Exponential growth continued — cargo-semver-checks 2025 Year in Review
8 points by predrag
8 points by predrag
In addition to recapping 2025, the post proposes a set of goals I believe cargo-semver-checks should strive for in the coming years. TL;DR there: "Total number of lints" is a fun number to look at, but increasingly just a vanity metric. I believe the community will be best served by us tackling some of our long-standing (and most difficult) challenges, instead of trying to chase exponential lint growth by itself.
Please see the post where I make a complete case for this, then let me know what you think!
Testing N lints on N test crate pairs results in 3 * N * N total lint executions. 2 * N lints means 2 * N test crate pairs, quadrupling the total lint executions in the test suite to 3 * (2 * N) * (2 * N).
What's the most expensive operation when running a lint? Naively, I'd have assumed that it would be extracting the rustdoc JSON and building any indexes over it (I'm assuming the trustfall query engine does build indexes). In that case, up-front work would scale as O(N A log(N A)) where A is the number of APIs per crate and N is the number of crates, and per-lint work would scale as O(L N A log(N A)) where L is the number of lints if every lint potentially applies to every API. I'd assume that most lints don't apply to most APIs...
Obviously I must be missing one or more key things, so curious as to where this naive math goes wrong.
Thanks for the question!
Building rustdoc JSON is definitely extremely expensive.
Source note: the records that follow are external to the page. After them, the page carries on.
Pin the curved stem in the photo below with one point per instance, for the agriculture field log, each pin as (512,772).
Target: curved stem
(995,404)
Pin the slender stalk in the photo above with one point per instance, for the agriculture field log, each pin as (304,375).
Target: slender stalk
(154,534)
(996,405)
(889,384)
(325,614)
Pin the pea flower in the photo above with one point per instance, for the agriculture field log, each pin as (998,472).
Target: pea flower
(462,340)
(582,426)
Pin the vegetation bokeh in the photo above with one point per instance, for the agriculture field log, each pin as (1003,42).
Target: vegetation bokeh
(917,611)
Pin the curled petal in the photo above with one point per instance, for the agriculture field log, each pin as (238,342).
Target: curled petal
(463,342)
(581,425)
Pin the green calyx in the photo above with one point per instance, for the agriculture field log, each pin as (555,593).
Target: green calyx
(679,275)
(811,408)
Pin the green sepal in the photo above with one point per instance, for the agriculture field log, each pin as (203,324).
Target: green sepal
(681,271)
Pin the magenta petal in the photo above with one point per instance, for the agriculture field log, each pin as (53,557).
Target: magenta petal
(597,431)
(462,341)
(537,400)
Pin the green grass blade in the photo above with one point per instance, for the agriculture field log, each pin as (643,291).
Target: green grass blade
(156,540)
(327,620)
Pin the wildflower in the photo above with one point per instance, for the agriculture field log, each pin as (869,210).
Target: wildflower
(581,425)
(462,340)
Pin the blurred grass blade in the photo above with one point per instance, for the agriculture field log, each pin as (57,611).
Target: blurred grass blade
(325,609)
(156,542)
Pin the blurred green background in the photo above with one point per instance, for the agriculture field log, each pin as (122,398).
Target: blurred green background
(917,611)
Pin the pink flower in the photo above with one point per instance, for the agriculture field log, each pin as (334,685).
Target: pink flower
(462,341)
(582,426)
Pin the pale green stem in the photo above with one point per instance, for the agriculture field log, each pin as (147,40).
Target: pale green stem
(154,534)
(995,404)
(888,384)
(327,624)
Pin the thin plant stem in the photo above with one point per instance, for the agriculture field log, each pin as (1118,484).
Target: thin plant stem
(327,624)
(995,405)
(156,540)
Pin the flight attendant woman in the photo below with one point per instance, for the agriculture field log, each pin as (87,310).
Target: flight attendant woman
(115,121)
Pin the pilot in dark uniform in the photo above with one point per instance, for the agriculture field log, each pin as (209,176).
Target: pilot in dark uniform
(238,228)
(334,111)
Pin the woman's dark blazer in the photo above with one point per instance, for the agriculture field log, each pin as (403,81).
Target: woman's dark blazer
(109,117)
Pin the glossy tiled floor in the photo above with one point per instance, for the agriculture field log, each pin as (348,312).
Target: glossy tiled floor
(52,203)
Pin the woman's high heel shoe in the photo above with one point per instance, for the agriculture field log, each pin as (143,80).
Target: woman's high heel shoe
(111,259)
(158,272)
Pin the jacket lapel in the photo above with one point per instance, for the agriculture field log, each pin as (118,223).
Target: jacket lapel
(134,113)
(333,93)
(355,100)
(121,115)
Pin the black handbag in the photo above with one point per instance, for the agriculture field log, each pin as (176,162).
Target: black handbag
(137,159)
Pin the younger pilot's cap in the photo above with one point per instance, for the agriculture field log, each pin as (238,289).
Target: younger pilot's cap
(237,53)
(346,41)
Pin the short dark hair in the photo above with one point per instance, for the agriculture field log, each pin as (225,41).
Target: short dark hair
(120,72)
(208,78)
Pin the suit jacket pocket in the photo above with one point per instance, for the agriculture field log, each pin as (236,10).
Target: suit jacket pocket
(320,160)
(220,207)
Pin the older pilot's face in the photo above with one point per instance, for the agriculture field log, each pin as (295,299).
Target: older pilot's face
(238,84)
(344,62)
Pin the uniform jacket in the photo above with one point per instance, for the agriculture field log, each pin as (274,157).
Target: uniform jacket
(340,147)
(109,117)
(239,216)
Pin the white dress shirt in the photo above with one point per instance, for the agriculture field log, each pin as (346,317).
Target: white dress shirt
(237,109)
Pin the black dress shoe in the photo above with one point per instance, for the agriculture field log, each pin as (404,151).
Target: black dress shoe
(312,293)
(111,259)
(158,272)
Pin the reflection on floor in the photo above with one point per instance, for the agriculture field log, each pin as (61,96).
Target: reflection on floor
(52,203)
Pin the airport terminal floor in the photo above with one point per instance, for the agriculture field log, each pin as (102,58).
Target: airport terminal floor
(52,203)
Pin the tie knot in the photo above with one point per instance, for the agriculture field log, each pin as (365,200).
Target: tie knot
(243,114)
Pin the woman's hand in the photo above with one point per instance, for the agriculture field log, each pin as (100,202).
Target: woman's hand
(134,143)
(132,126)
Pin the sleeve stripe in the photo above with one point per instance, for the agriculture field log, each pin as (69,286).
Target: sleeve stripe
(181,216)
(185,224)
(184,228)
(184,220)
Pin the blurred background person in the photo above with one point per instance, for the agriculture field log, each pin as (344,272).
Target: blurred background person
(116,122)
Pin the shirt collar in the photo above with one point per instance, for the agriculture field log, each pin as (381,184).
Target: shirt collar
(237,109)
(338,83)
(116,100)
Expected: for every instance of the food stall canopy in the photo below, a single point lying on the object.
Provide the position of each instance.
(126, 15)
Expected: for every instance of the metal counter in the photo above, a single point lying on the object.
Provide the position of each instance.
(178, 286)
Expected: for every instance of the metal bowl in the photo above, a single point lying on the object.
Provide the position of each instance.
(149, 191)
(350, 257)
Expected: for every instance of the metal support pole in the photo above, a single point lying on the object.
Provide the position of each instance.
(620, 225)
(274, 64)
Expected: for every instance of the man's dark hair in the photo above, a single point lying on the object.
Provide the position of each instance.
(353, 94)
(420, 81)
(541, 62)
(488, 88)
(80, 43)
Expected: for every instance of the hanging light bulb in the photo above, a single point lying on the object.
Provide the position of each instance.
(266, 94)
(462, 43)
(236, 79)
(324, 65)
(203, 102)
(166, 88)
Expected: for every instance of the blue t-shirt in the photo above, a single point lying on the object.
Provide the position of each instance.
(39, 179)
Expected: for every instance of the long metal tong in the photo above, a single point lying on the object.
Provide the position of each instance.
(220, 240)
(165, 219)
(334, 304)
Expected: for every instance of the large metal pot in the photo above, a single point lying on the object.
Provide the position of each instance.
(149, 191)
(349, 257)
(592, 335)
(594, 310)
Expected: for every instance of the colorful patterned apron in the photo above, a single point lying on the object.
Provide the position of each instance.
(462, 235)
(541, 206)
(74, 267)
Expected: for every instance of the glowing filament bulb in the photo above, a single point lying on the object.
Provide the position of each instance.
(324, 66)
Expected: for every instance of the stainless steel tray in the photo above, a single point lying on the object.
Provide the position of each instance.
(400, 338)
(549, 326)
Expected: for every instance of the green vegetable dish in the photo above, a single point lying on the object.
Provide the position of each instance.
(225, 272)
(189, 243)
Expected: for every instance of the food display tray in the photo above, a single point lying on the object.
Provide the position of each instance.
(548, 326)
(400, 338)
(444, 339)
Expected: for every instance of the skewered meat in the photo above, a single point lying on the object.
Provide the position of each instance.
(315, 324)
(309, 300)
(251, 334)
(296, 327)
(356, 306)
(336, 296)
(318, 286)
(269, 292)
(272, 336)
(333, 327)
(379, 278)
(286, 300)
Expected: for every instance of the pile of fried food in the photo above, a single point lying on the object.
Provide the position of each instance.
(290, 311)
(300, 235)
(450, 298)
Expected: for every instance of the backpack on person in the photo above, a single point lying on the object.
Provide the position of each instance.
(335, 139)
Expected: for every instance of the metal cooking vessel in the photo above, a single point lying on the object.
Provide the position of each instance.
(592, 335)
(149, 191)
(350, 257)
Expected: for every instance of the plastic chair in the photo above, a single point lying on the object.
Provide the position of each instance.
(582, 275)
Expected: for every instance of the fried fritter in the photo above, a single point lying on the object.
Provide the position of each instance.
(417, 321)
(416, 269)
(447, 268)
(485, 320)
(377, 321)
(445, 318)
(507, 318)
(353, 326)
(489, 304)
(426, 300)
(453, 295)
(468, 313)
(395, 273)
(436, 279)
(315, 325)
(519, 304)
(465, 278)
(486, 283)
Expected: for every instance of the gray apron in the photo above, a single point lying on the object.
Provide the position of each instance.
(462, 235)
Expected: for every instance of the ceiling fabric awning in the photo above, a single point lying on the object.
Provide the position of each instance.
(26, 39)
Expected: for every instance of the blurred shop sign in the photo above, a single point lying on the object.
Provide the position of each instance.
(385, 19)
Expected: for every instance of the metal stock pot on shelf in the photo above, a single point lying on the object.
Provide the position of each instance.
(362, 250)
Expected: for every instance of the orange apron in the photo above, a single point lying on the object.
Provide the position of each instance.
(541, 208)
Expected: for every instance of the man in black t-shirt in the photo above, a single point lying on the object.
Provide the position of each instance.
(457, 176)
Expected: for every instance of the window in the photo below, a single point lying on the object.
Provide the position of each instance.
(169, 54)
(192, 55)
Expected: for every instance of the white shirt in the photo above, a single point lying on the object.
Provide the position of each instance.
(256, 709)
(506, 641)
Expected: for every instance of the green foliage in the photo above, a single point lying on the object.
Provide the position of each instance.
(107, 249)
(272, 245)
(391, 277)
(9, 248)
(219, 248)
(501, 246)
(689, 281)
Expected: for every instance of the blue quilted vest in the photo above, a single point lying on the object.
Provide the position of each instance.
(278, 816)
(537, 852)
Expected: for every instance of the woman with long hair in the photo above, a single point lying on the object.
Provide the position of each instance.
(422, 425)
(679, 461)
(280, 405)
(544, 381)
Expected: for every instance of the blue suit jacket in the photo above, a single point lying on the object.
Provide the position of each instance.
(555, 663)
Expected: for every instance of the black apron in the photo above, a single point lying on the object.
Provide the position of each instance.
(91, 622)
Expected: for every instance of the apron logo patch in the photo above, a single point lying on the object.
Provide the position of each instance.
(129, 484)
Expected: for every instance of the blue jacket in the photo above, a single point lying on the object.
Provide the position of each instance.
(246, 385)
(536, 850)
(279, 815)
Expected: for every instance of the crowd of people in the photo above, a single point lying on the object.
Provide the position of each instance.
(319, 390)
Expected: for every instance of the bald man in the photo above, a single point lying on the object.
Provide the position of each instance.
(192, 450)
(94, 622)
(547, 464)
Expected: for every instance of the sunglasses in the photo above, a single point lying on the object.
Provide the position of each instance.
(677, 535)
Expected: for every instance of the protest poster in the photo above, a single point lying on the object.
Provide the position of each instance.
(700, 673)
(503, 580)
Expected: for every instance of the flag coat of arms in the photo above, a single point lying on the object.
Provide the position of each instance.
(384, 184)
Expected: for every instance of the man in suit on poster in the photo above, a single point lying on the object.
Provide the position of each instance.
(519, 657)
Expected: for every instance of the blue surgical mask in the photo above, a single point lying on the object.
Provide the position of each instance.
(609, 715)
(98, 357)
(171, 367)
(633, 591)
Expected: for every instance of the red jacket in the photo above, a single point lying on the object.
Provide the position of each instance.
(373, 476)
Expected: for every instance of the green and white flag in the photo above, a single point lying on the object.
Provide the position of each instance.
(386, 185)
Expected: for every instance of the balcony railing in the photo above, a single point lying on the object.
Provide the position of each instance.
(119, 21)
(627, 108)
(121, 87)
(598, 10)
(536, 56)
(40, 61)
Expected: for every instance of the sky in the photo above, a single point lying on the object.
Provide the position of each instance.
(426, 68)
This is why we build the JSON outside the test loop (via a script that the user must invoke when test crates change) and then cache it long-term, so it essentially vanishes from the equation when considering iteration cost.
We build indexes when loading the rustdoc JSON. The indexes are hashtables not trees, and are per-crate, so O(A) time per crate for O(N * A) total, without any log factors.
L is the number of lints if every lint potentially applies to every API. I'd assume that most lints don't apply to most APIs.
The key observation is that we try to make the tests maximally good as tests first and as fast as possible second, not vice versa. We have a rough time budget for per-test iteration, and as long as we're below that time budget, we'd prefer higher test quality over faster tests.
In particular, we explicitly try not to be too clever about pruning believed-to-be-unnecessary tests. Instead, even in the long run we plan to run all lints on all crates for as long as that remains practical.
This has actually saved our bacon on multiple occasions. You see, we have a rule that each bit of breakage should only be reported by one lint, which is much harder to do in practice than it sounds like at first. For example: if a pub struct with pub fields gets deleted from the public API, you should get a lint for the struct but should not also get lints for each pub field of that struct — even though they are obviously gone too. But if we said "no point in running the fields-related lint on the crate for structs getting deleted" then we'd never notice the buggy duplicate lint. We've actually had bugs like this! We prefer the O(N^2) scaling that catches bugs over O(N) scaling that lets users catch them for us :)
So for our purposes, L = N, and updating O(L N A log(N A)) to eliminate the log (as mentioned above) we get it's actually O(N^2 A) — the same as the blog post claims, except the "API size" is explicitly mentioned instead of being omitted as being essentially constant (which is reasonable because almost all test crates are smallish).
The optimizations mentioned in the blog post were Pareto improvements: they let us continue to run the entire test suite, but run it more efficiently. That's ideal! While that O(N^2) scaling won't work forever, we want to stay moving to Pareto-superior points for as long as possible before we ever consider moving along the Pareto frontier toward faster tests at the expense of test thoroughness.